The Proffer System in Virginia
The concept of proffers is embedded in the Code of Virginia as “conditional zoning” under Title 15.2 of the Code of Virginia, Sections 15.2-2296 through 15.2-2303.4.
The basis of the proffer system is a recognition, founded in the origins of zoning, that real estate developments have impacts on other properties and on services provided by the local jurisdiction.
For example, houses that are constructed and occupied typically bring additional students to local schools. This may create a need for new school buildings.
As a result, the Virginia legislature determined that it would permit developers to voluntarily offer contributions to offset the impact of developments by authorizing conditional rezoning proffers.
Constitutional and Statutory Limitations
- A landmark zoning case, Koontz v. St John's River Water Management (2013), decided that monetary extractions, such as proffers, could be considered a seizure of private property, violating developers' fifth amendment rights.
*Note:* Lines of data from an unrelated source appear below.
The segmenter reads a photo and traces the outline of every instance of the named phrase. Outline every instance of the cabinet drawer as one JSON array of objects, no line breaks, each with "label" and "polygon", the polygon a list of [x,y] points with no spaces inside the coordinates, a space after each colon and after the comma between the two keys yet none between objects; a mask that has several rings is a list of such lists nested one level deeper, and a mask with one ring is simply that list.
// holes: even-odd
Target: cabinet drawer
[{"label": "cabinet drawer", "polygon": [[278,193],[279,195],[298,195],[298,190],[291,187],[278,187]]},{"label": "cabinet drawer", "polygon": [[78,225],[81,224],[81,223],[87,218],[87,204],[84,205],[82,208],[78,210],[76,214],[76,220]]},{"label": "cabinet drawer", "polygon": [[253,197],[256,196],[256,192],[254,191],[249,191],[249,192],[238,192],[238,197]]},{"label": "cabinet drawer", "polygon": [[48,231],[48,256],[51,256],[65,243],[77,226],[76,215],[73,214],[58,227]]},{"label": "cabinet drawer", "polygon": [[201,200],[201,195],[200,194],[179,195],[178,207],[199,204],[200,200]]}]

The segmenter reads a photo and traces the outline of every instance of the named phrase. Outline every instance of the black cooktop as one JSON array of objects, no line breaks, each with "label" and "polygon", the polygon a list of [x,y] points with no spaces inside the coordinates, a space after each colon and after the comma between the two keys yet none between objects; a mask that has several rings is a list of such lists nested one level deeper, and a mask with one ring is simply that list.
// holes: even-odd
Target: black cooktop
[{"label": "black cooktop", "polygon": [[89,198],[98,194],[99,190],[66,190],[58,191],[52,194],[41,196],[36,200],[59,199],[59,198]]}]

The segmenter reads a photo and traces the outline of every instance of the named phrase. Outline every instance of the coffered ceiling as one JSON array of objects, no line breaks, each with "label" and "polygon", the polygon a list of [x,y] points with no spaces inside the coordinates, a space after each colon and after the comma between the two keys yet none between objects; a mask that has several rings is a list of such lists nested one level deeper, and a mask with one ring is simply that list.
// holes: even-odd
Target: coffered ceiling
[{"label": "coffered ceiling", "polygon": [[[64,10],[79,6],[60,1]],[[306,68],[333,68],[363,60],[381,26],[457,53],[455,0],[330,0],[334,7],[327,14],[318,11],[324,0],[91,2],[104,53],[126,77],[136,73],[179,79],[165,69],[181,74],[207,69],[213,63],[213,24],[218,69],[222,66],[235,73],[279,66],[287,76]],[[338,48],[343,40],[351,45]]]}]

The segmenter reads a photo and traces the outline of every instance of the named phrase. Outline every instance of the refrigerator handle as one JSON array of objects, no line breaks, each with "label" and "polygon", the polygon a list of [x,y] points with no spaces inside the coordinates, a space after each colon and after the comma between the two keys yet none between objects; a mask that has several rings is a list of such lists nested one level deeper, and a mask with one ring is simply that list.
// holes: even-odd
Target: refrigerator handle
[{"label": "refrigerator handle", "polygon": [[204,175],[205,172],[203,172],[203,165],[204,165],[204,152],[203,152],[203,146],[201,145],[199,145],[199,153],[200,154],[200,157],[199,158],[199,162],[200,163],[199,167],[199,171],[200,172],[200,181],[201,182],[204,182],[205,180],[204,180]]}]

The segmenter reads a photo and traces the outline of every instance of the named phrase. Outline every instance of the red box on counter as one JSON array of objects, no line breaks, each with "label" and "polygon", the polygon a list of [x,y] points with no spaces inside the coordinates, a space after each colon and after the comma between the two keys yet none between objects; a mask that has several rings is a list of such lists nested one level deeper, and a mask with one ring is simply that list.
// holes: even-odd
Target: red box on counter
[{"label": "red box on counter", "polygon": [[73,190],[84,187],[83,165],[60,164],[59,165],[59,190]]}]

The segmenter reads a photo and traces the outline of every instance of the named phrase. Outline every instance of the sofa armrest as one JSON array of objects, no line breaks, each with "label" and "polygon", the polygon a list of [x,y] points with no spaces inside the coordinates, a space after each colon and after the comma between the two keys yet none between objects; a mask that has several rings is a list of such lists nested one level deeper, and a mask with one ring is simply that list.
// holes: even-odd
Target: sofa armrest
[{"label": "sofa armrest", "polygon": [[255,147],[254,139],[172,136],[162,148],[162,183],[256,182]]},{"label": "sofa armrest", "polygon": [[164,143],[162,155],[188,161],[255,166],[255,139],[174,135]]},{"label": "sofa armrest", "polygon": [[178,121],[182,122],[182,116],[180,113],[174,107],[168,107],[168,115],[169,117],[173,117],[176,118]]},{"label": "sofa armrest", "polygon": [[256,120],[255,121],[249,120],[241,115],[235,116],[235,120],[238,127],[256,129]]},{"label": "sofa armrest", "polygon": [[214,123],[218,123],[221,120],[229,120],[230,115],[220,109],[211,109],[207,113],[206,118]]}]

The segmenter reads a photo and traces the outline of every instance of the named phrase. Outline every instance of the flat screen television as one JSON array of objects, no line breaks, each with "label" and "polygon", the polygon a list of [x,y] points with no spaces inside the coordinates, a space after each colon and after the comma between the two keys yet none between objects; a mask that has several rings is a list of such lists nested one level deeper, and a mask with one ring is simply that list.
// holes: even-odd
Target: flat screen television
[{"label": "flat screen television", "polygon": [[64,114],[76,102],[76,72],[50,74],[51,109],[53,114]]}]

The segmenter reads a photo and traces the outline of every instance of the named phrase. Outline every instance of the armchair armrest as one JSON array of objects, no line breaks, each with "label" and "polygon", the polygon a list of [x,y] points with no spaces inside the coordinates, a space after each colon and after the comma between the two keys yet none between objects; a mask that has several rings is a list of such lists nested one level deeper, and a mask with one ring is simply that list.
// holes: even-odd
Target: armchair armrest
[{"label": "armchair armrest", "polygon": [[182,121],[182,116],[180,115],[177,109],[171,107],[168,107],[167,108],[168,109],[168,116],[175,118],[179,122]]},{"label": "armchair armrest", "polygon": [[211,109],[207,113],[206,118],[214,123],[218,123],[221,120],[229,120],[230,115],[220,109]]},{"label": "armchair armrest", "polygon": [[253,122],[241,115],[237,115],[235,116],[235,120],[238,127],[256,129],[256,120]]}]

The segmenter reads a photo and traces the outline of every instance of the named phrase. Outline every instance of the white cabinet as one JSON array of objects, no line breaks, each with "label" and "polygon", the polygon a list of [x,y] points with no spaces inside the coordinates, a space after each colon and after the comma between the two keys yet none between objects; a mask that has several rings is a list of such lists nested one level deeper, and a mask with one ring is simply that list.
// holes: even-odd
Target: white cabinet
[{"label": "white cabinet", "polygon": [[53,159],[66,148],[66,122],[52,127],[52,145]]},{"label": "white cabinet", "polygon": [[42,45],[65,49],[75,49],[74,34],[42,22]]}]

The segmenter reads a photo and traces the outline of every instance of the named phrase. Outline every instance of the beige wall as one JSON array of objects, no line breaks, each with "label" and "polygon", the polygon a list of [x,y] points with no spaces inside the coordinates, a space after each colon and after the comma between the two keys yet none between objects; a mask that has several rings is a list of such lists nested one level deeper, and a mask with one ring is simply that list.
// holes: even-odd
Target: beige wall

- Even a "request" for a monetary contribution could be considered a violation if it doesn't pass a two-pronged test:
- Nexus Test - the impact must be caused by the new development
- Proportionality Test - the contribution must be proportionate to the impact caused
- Virginia's new proffer law states that any proffer voluntarily given would be considered "unreasonable" unless the development:
- Creates an impact on a public facility above its existing capacity, excluding operations and equipment
- Receives a direct and material benefit from the public facility improvements
It is important to note that even without the new proffer legislation, a jurisdiction that requests or accepts a proffer that does not meet the nexus and proportionality tests will still face the risk of liability for a violation of a developer’s federally protected constitutional rights.